Pemanfaatan ruang pekarangan, dan fasilitas sosial fasilitas umum (fasos fasum) merupakan salah satu solusi dalam meningkatkan keseimbangan ekosistem dan ketahanan pangan diperkotaan. Pembuatan lahan pekarangan dan fasos fasum menjadi lanskap produktif dapat menyediakan bahan pangan untuk daerah perkotaan. Pengembangan lanskap produktif dapat menambahkan model bisnis masyarakat Kampung Belor. Penelitian ini dilakukan untuk memetakan kondisi dan membuat taman produktif fungsional di Kampung Belor, menganalisis dampak ekologi yang muncul, membandingkan dampak persepsi dan preferensi, dan menganalisis dampak ekonomi berupa kelayakan usaha taman produktif. Hasil penelitian dampak ekologi menunjukkan penurunan suhu tanah dari 31.2 oC ke 30.9 oC. Peningkatan kelembaban tanah dari RH 63% ke RH 65% pada area taman produktif.
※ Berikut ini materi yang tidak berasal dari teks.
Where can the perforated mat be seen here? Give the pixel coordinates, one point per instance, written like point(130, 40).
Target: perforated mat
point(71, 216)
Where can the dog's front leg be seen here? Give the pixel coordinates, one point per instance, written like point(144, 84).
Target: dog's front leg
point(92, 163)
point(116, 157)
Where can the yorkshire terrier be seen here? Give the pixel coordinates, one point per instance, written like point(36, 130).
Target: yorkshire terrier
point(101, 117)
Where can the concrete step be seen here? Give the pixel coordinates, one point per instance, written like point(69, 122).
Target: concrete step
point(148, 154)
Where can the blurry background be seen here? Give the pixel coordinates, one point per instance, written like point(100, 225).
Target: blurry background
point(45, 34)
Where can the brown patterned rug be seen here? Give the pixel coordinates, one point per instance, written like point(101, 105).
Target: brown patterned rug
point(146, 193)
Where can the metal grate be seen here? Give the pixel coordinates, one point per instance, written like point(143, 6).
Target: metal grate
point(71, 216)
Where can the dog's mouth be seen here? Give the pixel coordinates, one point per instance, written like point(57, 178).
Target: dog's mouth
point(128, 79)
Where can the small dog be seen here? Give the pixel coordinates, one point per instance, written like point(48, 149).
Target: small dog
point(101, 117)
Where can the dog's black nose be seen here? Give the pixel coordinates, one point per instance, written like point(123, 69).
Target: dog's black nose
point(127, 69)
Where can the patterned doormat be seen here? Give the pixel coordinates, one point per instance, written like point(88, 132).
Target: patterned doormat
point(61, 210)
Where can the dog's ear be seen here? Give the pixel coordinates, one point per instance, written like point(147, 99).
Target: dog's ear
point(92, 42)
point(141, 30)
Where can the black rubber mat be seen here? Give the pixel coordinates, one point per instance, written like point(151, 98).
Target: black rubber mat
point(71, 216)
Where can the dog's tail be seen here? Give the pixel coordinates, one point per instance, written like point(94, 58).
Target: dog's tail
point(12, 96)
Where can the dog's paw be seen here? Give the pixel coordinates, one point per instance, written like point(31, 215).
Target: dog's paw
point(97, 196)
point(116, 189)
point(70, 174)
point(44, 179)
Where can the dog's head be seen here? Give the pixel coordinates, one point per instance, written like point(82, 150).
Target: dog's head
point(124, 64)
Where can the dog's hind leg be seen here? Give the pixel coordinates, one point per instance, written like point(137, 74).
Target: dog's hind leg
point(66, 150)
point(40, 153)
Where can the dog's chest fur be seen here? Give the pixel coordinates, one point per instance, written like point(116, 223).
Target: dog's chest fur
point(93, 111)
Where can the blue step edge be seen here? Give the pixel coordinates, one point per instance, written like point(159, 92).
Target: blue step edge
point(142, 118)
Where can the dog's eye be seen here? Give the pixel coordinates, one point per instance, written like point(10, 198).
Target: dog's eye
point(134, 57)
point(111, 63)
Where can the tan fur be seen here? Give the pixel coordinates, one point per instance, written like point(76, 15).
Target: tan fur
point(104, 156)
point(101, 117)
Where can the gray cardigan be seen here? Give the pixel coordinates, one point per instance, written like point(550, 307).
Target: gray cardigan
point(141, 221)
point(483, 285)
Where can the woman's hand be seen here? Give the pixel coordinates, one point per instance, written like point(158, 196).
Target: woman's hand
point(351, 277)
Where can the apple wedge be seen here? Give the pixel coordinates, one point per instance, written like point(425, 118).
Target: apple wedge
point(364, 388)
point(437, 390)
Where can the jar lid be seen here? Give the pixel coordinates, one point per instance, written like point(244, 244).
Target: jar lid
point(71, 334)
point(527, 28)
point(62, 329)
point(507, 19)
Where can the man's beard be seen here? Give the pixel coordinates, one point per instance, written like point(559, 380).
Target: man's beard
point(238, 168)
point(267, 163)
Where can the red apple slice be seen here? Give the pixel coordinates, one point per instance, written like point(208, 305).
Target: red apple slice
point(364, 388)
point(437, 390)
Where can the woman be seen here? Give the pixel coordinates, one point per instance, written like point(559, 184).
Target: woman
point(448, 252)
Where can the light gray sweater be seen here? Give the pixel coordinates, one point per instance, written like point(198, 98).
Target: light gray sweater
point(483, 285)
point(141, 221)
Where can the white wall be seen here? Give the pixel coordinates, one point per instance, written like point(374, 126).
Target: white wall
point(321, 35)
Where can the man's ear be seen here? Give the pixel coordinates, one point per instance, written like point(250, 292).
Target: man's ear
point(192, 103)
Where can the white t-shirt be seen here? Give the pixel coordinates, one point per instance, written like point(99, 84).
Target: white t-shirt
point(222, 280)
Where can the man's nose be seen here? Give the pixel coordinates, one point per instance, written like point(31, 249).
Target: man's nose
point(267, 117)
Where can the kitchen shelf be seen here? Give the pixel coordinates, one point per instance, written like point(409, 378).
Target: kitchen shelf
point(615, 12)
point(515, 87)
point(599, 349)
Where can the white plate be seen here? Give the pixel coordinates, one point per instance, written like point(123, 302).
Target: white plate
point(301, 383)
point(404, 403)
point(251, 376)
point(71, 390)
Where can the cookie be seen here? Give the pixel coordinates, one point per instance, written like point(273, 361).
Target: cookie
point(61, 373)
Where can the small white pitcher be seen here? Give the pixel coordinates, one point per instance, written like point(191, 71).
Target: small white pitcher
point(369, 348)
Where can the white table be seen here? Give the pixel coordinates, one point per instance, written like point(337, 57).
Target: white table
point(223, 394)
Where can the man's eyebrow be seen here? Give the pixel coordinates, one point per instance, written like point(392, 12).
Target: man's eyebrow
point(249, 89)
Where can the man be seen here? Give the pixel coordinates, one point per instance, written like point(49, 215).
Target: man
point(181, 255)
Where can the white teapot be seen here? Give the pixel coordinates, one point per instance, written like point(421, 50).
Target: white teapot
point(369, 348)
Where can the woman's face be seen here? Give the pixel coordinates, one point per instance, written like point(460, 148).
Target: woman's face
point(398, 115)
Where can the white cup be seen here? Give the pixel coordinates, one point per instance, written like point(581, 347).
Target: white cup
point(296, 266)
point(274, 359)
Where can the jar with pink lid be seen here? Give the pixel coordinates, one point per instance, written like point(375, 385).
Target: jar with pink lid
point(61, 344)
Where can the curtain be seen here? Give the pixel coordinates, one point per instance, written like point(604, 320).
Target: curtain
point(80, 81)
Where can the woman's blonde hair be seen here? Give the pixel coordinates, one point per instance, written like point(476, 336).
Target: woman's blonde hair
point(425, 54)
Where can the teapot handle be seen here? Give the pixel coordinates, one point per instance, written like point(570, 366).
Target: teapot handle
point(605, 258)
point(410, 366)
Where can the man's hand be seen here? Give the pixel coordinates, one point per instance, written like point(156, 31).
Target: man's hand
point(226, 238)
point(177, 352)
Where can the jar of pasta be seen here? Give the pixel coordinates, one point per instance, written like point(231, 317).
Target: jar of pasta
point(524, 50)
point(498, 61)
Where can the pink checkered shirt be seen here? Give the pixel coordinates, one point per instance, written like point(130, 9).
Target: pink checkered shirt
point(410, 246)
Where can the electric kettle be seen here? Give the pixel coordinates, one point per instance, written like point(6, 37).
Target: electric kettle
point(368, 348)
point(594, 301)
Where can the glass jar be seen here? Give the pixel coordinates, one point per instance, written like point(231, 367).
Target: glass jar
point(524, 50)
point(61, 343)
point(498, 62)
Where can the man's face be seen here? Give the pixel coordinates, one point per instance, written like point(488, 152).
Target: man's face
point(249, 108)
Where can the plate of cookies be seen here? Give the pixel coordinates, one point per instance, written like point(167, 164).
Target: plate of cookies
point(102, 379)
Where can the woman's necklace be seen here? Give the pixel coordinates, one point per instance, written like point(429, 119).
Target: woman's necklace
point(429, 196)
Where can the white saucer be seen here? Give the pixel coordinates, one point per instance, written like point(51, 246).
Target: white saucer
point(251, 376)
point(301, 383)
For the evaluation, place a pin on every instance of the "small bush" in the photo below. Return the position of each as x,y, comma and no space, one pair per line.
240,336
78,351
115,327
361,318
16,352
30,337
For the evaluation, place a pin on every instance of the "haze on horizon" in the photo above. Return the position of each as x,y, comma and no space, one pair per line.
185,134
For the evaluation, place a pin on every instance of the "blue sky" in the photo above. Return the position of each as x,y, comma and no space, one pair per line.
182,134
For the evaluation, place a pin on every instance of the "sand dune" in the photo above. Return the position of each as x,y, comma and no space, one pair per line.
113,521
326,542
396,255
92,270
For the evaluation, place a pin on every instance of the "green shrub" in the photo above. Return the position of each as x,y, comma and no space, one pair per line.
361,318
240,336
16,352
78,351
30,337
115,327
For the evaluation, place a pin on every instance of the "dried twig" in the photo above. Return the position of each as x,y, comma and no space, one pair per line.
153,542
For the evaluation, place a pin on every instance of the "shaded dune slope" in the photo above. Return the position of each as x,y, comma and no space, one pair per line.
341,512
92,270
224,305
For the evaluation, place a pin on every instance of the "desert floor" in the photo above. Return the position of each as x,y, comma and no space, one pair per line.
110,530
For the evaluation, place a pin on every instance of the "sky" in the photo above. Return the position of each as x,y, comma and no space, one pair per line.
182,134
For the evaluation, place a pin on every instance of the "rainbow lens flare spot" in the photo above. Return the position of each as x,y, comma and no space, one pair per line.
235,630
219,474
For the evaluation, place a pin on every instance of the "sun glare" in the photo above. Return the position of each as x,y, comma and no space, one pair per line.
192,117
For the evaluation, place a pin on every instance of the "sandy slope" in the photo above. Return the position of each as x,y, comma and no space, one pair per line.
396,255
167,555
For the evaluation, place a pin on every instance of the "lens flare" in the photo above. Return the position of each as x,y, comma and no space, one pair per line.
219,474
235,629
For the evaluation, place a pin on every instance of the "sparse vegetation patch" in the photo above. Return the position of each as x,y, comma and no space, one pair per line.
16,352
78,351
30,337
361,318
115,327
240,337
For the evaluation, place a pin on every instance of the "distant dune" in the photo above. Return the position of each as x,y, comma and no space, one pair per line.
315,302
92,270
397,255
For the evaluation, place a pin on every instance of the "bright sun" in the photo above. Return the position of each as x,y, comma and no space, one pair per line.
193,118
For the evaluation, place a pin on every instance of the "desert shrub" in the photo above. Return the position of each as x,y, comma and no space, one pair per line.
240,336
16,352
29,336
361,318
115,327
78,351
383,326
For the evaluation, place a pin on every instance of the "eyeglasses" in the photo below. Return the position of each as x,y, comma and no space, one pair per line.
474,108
Penelitian dampak sosial menunjukkan persepsi pengetahuan, penerimaan, dan kesediaan yang mengalami perubahan dari sebelum taman produktif dibuat. Penelitian dampak ekonomi menunjukkan kelayakan usaha taman produktif dengan analisis (B/C) 2.40, IRR 15% (df 14%), NPV > 0 (Rp. 2,030,353), dan PBP 5.82 tahun.